Развеселый боцман хлопал по плечу Сергея.
— Слыхал? Черт-те откуда вся Исландия знает про нас. Как у нас на селе — в одном конце чихнешь, в другом «будь здоров» говорят.
Вахта из чувства солидарности поспешно рассовала разомлевших матросов по каютам. Лишь неугомонный боцман пошел посмотреть, «как там брашпиль». Когда он довольно успешно в сопровождении Сергея преодолевал участок палубы от трапа до якорной лебедки, рупор рявкнул:
— Боцман, на мостик!
— Ну хорош, — беззлобно протянул капитан, когда к нему поднялся боцман.
— Угощение в честь нашей победы.
— Сами, что ли, разболтали?
— Нет, весь порт знает.
— Откуда? — изумился Веронд.
— Порт все знает. И что мы с караваном двадцать шестого ровно в десять выходим, тоже знает.

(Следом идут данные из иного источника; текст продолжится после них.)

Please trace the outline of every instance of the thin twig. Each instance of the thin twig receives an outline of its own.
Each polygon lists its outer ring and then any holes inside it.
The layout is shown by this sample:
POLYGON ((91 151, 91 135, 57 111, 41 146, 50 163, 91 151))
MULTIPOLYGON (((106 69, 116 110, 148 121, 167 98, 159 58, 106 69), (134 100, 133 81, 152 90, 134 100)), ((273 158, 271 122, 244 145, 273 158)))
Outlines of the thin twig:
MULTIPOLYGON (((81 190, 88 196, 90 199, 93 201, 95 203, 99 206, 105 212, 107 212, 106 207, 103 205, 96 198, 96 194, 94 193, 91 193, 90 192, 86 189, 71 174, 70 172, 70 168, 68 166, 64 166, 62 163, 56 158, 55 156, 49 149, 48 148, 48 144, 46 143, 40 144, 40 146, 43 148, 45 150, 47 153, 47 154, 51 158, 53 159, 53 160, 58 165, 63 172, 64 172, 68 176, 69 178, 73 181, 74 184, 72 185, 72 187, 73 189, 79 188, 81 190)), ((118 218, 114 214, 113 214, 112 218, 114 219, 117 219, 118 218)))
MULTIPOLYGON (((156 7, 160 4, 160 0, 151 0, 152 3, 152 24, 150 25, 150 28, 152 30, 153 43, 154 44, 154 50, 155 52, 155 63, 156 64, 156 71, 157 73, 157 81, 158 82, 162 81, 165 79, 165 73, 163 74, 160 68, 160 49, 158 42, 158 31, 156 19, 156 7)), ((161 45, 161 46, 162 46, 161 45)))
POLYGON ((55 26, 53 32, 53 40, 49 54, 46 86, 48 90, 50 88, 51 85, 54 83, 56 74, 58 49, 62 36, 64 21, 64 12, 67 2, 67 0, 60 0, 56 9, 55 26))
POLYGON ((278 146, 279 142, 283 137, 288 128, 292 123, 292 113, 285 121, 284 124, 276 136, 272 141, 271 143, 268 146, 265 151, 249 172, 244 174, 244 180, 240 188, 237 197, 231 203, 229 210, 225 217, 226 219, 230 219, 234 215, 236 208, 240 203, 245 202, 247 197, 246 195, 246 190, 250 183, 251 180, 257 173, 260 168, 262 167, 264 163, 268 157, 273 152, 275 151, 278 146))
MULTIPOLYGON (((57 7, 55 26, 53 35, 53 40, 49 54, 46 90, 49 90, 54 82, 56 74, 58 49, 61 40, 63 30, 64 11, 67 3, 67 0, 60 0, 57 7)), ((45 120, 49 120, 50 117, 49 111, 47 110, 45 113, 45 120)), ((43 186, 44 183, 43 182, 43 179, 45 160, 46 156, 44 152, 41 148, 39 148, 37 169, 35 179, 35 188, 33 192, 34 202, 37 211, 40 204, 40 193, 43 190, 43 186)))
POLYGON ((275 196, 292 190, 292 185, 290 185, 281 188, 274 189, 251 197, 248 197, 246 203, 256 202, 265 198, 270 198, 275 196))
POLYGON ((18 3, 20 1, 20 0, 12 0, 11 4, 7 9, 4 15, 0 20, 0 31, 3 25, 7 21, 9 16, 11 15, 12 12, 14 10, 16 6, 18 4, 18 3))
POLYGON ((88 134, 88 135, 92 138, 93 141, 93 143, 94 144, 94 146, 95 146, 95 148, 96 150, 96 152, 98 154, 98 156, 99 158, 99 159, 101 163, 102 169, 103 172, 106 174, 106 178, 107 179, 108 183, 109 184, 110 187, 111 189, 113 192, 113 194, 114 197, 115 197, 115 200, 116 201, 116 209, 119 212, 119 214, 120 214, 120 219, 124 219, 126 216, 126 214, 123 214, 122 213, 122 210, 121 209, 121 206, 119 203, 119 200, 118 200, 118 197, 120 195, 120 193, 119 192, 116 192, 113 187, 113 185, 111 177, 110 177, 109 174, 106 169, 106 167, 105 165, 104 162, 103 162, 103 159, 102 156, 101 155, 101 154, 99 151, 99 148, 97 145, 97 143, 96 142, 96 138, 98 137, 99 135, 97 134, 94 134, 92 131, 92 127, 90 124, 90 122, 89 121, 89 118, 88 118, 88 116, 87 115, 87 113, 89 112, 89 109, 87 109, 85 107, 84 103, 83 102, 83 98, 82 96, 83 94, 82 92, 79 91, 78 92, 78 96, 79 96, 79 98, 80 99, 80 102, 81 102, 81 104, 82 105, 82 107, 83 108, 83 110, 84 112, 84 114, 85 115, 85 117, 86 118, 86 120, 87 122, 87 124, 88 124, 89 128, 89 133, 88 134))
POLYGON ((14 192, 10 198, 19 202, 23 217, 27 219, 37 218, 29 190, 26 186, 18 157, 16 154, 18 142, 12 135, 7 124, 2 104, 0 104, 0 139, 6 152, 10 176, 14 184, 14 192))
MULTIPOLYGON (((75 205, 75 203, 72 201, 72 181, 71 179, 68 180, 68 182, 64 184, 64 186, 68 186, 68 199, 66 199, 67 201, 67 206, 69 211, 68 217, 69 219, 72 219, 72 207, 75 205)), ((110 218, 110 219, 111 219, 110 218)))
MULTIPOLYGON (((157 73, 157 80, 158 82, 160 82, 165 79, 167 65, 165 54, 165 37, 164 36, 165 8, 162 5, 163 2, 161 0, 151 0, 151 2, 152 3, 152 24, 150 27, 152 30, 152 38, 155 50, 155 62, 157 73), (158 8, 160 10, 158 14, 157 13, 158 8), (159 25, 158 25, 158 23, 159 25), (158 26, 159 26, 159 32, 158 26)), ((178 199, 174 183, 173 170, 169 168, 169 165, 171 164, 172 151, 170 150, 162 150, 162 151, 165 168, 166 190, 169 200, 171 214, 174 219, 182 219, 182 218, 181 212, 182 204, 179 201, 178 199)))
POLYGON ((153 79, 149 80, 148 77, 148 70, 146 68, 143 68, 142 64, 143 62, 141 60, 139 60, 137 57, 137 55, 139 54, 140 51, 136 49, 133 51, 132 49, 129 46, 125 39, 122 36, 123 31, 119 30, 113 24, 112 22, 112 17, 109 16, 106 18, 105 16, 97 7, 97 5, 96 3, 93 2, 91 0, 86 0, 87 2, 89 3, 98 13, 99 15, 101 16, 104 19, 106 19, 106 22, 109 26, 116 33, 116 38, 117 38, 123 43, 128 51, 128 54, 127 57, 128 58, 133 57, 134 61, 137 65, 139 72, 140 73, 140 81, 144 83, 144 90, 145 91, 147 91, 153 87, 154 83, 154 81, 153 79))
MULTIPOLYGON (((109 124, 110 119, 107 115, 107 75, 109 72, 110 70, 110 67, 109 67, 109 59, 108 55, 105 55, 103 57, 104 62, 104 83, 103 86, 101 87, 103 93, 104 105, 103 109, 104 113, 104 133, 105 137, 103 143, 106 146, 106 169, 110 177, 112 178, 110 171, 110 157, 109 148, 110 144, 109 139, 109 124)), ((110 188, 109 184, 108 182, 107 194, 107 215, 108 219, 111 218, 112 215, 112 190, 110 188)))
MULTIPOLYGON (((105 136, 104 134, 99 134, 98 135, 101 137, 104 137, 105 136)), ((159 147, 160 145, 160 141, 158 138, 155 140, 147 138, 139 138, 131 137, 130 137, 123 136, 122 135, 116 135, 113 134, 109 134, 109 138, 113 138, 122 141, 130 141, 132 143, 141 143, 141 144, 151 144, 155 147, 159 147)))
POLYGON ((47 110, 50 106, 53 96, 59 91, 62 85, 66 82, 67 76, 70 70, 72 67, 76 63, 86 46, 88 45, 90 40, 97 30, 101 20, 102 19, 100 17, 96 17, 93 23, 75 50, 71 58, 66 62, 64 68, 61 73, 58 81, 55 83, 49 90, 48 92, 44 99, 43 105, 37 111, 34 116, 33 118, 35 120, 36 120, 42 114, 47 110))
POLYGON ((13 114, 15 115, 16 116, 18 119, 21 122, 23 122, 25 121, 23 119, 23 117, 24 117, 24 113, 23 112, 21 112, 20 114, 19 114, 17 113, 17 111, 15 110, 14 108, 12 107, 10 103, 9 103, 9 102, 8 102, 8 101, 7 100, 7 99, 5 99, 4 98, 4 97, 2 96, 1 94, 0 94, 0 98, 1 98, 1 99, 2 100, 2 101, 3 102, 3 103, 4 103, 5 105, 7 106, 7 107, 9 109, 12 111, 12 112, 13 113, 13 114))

— Марш отсыпаться, — нахмурился Веронд. — Учти, опохмелу не будет.
— А мне и не надо, — ухмыльнулся боцман и съехал по трапу.
Не столько развеселое настроение вернувшихся с берега обеспокоило капитана, он был готов к такой «разрядке». Поразило сообщение о точной дате выхода каравана, которую он, капитан, еще не знал по причине секретности. За кормой раздался стук моторки.
— Капитан! — заорал на весь рейд рупор. — Конференция завтра в десять, в офицерской столовой базы.
И об этом по инструкции положено было сообщать лично. В Архангельске и Мурманске инструкции военного времени выполнялись безоговорочно, и то немцы какими-то путями узнавали иногда о времени выхода караванов и даже одиночных судов, а здесь…
Наутро подошел тот же катер. В нем уже сидели капитаны других судов. Без спешки обошли еще несколько пароходов. Выгрузились и толпой, по деревянной лестнице поднялись на горку к длинному бараку. Отсюда весь рейд как на ладони. Спокойно стоят, дымят пароходы. «Тесно, как на сингапурском рейде», — всплыло воспоминание о последнем предвоенном рейсе… Подошел капитан третьего ранга Пантелеев из советского отдела перевозок в Рейкьявике. Они были уже знакомы. В то время как команда отдыхала на берегу, Веронд вместе с представителями английских и американских военно-морских властей подробно разбирал встречу и бой с подводной лодкой. Эксперты пришли к выводу, что лодка была безусловно потоплена и потому дальше не могла преследовать пароход. С ходом в пять-шесть узлов от подлодки, даже поврежденной, уйти было невозможно.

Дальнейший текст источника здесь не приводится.